Categories
Space

Episode 30 – The Galactic Core Outburst

You are Dr. Arlen Saidi, atmospheric physicist. But on nights like this, you’re also an artist.

You’re standing beneath the clearest sky in the southern hemisphere. The Atacama Desert holds its breath as you adjust your mount and press the remote shutter on your astrophotography rig. It’s early May, the galaxy’s central bulge is rising, and Sagittarius A* is stunning tonight — brighter than you’ve ever seen it.

Too bright.

Your exposure timer pings. The sensor is saturated.

“That’s not possible,” you whisper.

But it is.


The Star That Shouldn’t Have Died

Not with silence. Not with invisibility.

Sagittarius A*, once dormant, has erupted in a tidal disruption event. A star ten times the size of our Sun was pulled into streamers of hot plasma and chewed by gravity. Twin jets of relativistic energy burst from the core like the scream of a dying god.

And for reasons still unclear, one of those jets is pointed at us.

You knew this was theoretically possible.

You didn’t think you would live to see it.


Firelight on a Hollow Moon

The world doesn’t end overnight.

First comes the visual effect: a shimmering aurora over the desert, painting the stars with violet and ultraviolet streaks. Your camera’s firmware crashes. Mateo, the local stargazer, thinks it’s beautiful.

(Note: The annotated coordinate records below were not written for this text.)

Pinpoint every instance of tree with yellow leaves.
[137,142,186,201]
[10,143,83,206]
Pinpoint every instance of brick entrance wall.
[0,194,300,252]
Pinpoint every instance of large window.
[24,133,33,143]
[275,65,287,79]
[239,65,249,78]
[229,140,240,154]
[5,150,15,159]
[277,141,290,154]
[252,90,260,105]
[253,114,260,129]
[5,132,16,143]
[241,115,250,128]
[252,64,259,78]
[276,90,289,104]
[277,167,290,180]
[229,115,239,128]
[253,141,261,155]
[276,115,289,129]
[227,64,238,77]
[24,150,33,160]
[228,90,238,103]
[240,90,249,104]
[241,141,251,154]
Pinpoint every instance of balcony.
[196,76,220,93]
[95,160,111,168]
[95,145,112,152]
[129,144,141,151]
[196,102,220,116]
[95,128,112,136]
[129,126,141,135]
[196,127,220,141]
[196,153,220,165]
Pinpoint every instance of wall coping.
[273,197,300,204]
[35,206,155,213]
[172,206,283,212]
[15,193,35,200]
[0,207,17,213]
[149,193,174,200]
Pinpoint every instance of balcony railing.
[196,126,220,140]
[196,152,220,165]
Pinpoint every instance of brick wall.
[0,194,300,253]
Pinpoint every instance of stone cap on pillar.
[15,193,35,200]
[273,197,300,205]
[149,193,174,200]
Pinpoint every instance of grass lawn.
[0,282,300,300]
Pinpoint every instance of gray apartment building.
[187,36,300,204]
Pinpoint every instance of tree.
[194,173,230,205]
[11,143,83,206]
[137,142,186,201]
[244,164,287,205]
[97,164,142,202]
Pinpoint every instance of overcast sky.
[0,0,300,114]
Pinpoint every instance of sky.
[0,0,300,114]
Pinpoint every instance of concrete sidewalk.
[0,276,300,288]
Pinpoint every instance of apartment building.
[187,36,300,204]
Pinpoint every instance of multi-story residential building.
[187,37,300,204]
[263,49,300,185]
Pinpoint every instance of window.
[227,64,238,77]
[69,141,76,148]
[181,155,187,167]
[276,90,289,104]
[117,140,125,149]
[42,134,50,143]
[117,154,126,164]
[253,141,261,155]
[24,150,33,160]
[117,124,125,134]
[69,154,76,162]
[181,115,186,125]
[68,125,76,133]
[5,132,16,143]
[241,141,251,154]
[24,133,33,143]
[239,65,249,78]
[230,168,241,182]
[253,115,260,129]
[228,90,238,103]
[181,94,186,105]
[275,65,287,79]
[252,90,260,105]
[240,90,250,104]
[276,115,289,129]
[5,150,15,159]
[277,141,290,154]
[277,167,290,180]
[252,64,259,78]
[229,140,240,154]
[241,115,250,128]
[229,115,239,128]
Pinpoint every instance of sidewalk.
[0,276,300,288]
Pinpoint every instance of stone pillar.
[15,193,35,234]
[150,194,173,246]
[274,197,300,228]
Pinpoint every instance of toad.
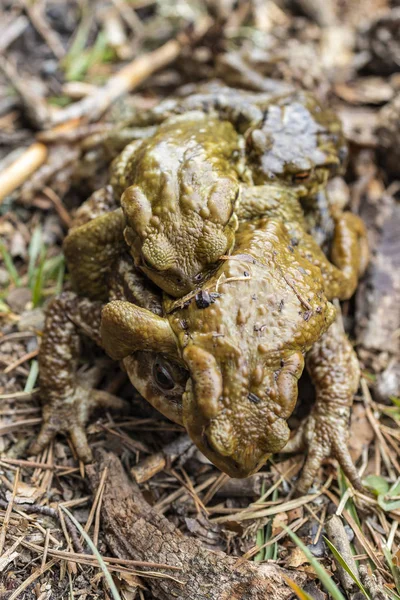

“The galaxy is breathing,” he says.

Then your instruments show a drop in ozone.

Then a plunge.

Then something impossible: UV-C, normally filtered by the atmosphere, now bathing the surface in doses that would sterilize petri dishes.


The Panic and the Preachers

As news spreads, the world splits.

Governments scramble to respond. Emergency broadcasts warn populations to remain indoors, avoid daylight, and wear UV-reflective clothing. Schools close. Flights are grounded. Communication satellites blink in and out of coherence.

Crops wilt in minutes. Fish float belly-up in shallow tropical waters. Mutations spike in lab mice. Photovoltaic sensors fail. Cancer wards overflow.

“This is Revelation,” says Sister Calyx, who wanders into your camp holding a Bible stained with dust and tears. “The moon is hollow. The stars fall.”

Bruno, sweating through his tactical vest, laughs bitterly. “It’s not wrath. It’s weakness. Masculinity’s down. Testosterone’s down. We stopped lifting, and now the planet stopped resisting.”

You stare at him, stunned.

“It’s scalar resonance,” he adds. “I read Marcus Cole. You’ll see.”


The Science of Doom

You connect with colleagues in France, Japan, Namibia. The story is always the same: ozone collapsing. Marine ecosystems shredded. UV index over 20. Mutation events in surface biota. Human error climbing in night shift operators. Software degrades. Machines misfire.

And still the beam from Sagittarius A* continues.

It’s over 27,000 light-years away, but it’s flooding our atmosphere with X-rays, gamma radiation, and cosmic particles.

Your notes trace the spiral:

  • Magnetic field disruption
  • Ozone depletion
  • DNA damage
  • Ecosystem collapse
  • Societal breakdown

“This is a sterilization event,” you whisper.


Earth Responds

But humans are nothing if not reactive.

China launches weather balloons filled with UV-absorbing chemicals. The EU deploys emergency sulfate aerosol injections to reflect sunlight. South Africa builds mass shelters in ancient mines. Brazil rolls out a vitamin D saturation campaign.

You help lead a task force in Chile developing UV mesh canopies made from mylar and polymerized chitin. The materials are crude. The shielding, patchy. But it’s something.

Night becomes the new day. Markets shift. Entire cities shift to nocturnal rhythms. Food is grown underground. UV-resistant algae becomes the new soybean.


A World Remade

Five months later, the beam finally weakens.

Scientists believe the core has swallowed the last remnants of the S2 star. Sagittarius A* grows quiet. But the damage has been done.

Global temperatures have dipped. Ocean currents have stalled. Entire biospheres have tilted into chaos. The Amazon burns with solar-accelerated ignition.

You emerge from the shielding dome, sun visor on, to find that the world still spins.

Mateo is there. Still taking pictures.

“Still breathing,” he says.

Sister Calyx has vanished.

Bruno was last seen building a bunker made of dumbbells and mirrors.

You take one final long-exposure shot.

It captures a quiet moon, scorched leaves, and something like hope.